Following up from my github post here.
@zivy thanks so much for your helpful responses on the github thread. Pasting that below for reference
ImageSeriesReader_GetGDCMSeriesFileNames as it returns the list of files sorted along the z direction so that the series reader can create the volume correctly. The series reader just receives a list of images, looks at the distance between the first two along the z direction and assumes that this is the spacing in z for all images.
In a generic setup reading DICOM isn’t trivial as volume slices can reside in different directories or more commonly you have files from multiple series (volumes and other non volume images) in the same directory.

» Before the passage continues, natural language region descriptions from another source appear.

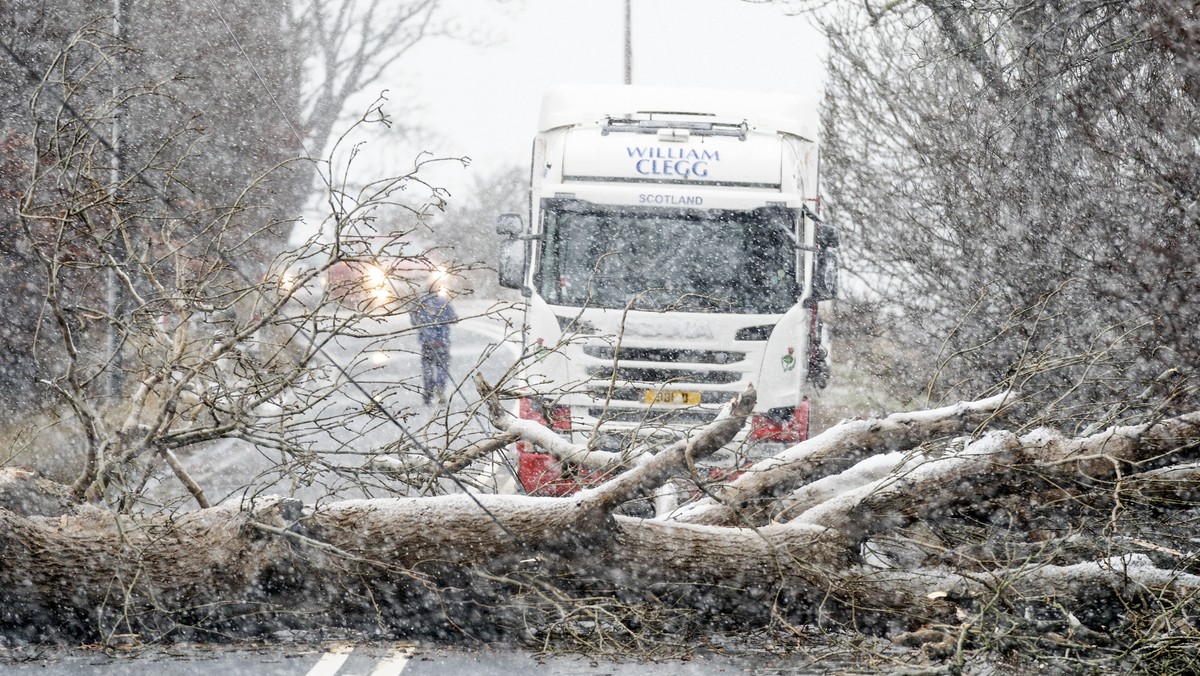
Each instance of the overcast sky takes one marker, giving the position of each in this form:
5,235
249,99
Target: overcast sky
483,101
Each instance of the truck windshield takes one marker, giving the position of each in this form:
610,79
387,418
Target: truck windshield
693,261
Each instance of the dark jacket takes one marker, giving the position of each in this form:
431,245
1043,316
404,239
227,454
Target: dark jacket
432,318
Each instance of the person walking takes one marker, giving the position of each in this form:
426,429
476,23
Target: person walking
432,317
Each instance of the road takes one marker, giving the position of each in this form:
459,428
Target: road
233,468
363,659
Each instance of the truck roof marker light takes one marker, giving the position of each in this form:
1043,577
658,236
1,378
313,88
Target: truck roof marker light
673,135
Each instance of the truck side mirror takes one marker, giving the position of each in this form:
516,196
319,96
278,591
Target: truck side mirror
826,235
509,225
825,274
511,264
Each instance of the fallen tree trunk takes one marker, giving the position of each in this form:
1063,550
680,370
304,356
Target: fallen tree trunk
439,563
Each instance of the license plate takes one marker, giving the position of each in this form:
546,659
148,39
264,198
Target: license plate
672,396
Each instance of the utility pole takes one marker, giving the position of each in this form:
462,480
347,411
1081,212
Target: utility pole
629,43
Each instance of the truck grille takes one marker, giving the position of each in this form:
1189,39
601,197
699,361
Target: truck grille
667,356
619,386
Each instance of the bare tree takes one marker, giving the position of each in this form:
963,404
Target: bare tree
1015,185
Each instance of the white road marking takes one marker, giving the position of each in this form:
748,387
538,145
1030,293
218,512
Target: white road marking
391,665
331,660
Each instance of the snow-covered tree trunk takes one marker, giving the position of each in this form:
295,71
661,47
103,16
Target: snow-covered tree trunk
437,562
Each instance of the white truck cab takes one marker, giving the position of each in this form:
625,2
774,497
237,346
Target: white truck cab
671,256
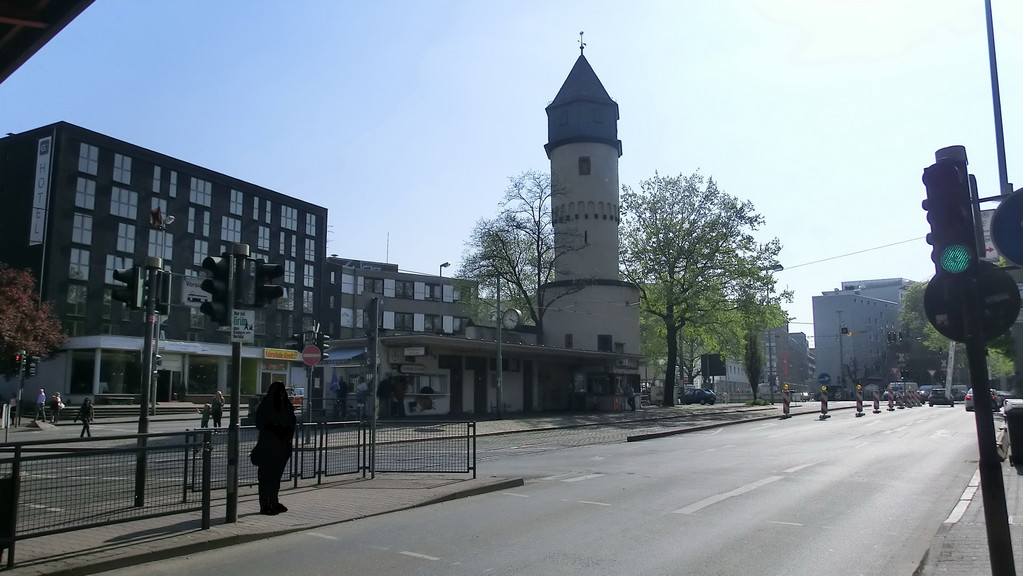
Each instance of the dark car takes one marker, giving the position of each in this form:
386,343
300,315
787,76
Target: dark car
938,396
699,396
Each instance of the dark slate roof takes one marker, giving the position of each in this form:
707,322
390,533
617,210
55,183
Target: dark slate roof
582,83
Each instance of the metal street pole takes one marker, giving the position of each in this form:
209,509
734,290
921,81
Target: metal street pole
152,267
239,253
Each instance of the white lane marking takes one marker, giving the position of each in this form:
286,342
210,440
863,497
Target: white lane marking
416,555
695,507
960,508
578,478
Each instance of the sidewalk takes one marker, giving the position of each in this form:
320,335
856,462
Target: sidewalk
958,548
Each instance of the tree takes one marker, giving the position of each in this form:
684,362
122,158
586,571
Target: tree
517,249
690,249
26,324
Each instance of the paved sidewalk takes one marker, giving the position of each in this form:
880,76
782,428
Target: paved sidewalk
959,547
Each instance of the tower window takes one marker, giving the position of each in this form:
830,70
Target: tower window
584,166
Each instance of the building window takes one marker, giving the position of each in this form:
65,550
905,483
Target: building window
79,269
288,218
373,285
82,229
263,242
307,301
124,203
404,289
78,300
122,169
201,191
126,237
85,193
311,250
201,251
88,159
584,166
237,200
231,229
404,321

To get a good handle on DICOM reading, please skim the following:
- The Jupyter notebook illustrating image reading.
- DICOM handling examples showing basic reading-writing, which is what you want, and more advanced reading-modifying-writing.
Script that deals with a general directory structure, relevant functions are
I completely understand the need for reading images based on spatial coordinates. I am dealing with a large amount of diverse data so I am precomputing the slice order using z-position (and/or x, y position) based on the type of data.
Does ImageSeriesReader_GetGDCMSeriesFileNames always assume data is axial, i,e. using the z position for sort?
In addition to sorting, are there any other benefits that GetGDCMSeriesFileNames provies?
Thanks for any input on this!
Multiple benefits to using the GetGDCMSeriesFileNames:
You can specify the series ID, so multiple series in the same directory are easily dealt with. The common combination is to call
sitk.ImageSeriesReader_GetGDCMSeriesIDs with an input directory, then select the relevant series and call
It deals with non axial slices, sorting according to slice normal direction so my usage of “z” in the original response is a force of habit (working primarily with CT).
Finally, all of this functionality is due to GDCM which is the engine underneath our hood.
Thank you @zivy!
The sorting based on CosinesValues information is a really nice feature. I just did a simple test however, and it seems like ImageSeriesReader_GetGDCMSeriesFileNames is sorting by filename as a default? Is there a way to turn on positional sorting?
Here is the test I did:
Renamed a middle image from
Converted this data to a nifti
dicom_names = reader.GetGDCMSeriesFileNames(path) # list is sorted by name
image = reader.Execute()
The test.nii file does not correctly sort this middle image correctly. I confirmed this data loads correctly in ITK-Snap and ImageJ.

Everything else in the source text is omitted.